Google’ın ayrıca, Android’in ikiye katlanabilen daha büyük ekranından yararlanmasını sağlayacak yazılım uyarlamalarını düşünmesi ve diğer markaların katlanabilir cihazlarından sıyrılmanın yollarını bulması gerekiyordu.
Google’ın Pixel Fold tasarımını doğru şekilde kullanması
İddiaya göre “Çakalkuşu” Piksel Katlama prototip | Resim kredisi — Android Authority
Google tasarımının tazeliği hem nihai üründe hem de prototipte görülüyor, ancak Pixel ruhu Google’ın (veya HTC’nin) tasarım ekibinin ilk çabasıyla daha iyi taşınıyor.
Tüm prototip Piksel Katlama kameralar ve üzerindeki aksesuarlar, iki tonlu desenli gövdeyi asimetrik olarak bölen arka taraftaki bir şeritte yer alıyor. Bu aslında yakın geçmişteki en çok beğenilen yeni telefon tasarımlarından biri.
İkincisi, şerit bakmak için benzersizdir ve yüksekte olmasına rağmen başparmak gibi çıkıntı yapmadan sırtla bütünleşir. Dahası, bu, çok sayıda iki ve üç renkli kombinasyona sahip bir tasarım oyun alanıdır. Piksel Katlama Görünümünü taze tutmak ve her zevke uygun hale getirmek için.

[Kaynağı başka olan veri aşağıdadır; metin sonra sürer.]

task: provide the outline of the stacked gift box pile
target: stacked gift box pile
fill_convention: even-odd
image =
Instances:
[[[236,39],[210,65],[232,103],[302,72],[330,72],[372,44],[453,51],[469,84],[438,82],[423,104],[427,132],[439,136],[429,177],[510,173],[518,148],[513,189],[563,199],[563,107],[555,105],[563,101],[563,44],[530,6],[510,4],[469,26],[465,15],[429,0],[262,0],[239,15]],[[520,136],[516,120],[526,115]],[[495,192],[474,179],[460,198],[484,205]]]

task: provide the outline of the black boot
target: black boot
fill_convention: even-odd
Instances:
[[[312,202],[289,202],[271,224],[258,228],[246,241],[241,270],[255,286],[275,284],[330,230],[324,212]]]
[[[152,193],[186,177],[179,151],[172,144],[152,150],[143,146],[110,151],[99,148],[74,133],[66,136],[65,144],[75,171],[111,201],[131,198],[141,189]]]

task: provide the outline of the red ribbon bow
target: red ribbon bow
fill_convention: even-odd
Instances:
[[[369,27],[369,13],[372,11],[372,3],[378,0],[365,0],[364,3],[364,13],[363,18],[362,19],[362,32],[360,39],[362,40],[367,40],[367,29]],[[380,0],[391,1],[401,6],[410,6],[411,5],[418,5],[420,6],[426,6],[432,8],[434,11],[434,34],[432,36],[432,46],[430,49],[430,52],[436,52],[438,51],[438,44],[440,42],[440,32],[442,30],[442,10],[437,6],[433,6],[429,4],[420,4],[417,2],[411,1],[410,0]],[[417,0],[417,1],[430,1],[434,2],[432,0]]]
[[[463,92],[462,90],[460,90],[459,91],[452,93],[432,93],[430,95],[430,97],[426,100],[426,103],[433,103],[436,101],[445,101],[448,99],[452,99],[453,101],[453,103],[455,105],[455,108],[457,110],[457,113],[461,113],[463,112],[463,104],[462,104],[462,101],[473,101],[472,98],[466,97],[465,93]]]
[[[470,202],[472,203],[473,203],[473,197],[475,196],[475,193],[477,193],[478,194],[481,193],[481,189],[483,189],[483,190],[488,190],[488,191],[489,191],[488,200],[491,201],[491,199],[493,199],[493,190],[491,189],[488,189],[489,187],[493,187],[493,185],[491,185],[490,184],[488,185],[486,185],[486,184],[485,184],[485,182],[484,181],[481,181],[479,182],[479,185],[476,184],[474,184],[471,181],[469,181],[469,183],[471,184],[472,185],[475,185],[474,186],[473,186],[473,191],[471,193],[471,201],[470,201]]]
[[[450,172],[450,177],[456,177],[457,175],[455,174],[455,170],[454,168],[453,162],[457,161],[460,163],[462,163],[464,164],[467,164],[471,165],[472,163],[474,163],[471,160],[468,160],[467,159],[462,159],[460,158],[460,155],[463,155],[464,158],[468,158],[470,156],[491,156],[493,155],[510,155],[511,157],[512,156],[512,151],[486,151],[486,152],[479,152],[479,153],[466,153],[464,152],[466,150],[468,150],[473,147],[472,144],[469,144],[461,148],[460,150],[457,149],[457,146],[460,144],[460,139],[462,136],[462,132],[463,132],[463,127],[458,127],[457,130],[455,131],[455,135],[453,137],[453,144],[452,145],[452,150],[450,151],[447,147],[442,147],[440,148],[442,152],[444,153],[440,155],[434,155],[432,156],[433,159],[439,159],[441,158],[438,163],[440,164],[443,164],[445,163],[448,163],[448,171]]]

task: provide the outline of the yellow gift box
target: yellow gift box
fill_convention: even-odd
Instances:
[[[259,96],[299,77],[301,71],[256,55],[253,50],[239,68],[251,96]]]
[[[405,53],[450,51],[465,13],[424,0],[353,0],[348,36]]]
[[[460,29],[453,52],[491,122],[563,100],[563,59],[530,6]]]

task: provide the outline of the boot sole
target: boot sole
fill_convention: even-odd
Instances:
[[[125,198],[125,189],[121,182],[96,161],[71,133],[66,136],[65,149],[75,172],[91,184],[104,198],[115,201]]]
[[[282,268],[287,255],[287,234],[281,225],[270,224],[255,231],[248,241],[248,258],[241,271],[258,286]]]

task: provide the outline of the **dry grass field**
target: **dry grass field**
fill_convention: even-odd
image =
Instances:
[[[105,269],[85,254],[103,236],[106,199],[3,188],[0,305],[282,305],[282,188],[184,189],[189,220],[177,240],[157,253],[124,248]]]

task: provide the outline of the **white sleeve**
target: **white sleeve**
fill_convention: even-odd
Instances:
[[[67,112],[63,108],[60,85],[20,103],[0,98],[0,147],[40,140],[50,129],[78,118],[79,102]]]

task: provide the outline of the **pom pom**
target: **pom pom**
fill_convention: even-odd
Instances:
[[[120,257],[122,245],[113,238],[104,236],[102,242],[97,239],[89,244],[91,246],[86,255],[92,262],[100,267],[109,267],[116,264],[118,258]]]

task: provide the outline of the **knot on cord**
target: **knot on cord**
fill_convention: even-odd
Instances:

Çoğu telefon kamerasının ergonomisi tembeldir
Google’ın arka kamera tasarımı öne çıkıyor | Resim kredisi – PhoneArena
Büyük sensörler, ultra geniş veya makro lens ve hatta yakınlaştırma kameraları kullanmaya başlayan Android telefonlar tarafından kamera cephesinde sıkıştırıldıktan sonra, Apple yakalamaya çalışmaya başladı ve sırayla iPhone’larının arkasına birden fazla kamera yerleştirdi. Ancak bunları yerleştirmek için simetrik şekillere veya konumlandırmaya başvurmadı.
En basitinden en pahalısına kadar her iPhone’da o çirkin kamera adalarını kullanmaya başladığından beri, diğer telefon üreticileri de bir tane eklemekten çekinmeyi bıraktı ve birbirinin aynısı telefonlardan oluşan bir deniz yarattı.
Bu, günümüzde telefon kameralarının üçlü özelliğinin (ana, ultra geniş açılı ve telefoto sensörler) tasarım açısından mümkün olan en kolay yere, yani arka tarafın sol üst köşesine yerleştirildiği anlamına geliyor.
Zamanla, daha fazla ve daha büyük sensörler, lensler, flaşlar, periskoplar, lazerler ve kızılötesi veya hatta LiDAR setleriyle o kadar kalabalıklaştı ki, boyutu orantısız hale geldi ve ergonomisi hiçbir yere varamadı.
Oppo, kamera adası tasarımıyla farklı bir şey yapmaya çalışıyor | Görsel kredisi – PhoneArena
Samsung daha sonra öğeleri kendi küçük “adacıklarına” ayırmaya başladı; bu hala simetrik bir çözüm değildi. Oppo veya OnePlus gibi şirketler ise tüm kameraları arka tarafın ortasına taşıyarak simetriyi ve ergonomiyi geri getirdi.
Ancak Google’ın Pixel’lerindeki kamera şeritleri, diğer çözümlerin sunmadığı kullanım ergonomisi sağlarken ve renk oyunlarına izin verirken markanın imzası olmaya devam eden dahiyane bir tasarımdır. Piksel Katlama Prototip tasarımıyla yola devam etmeyi başarsaydı.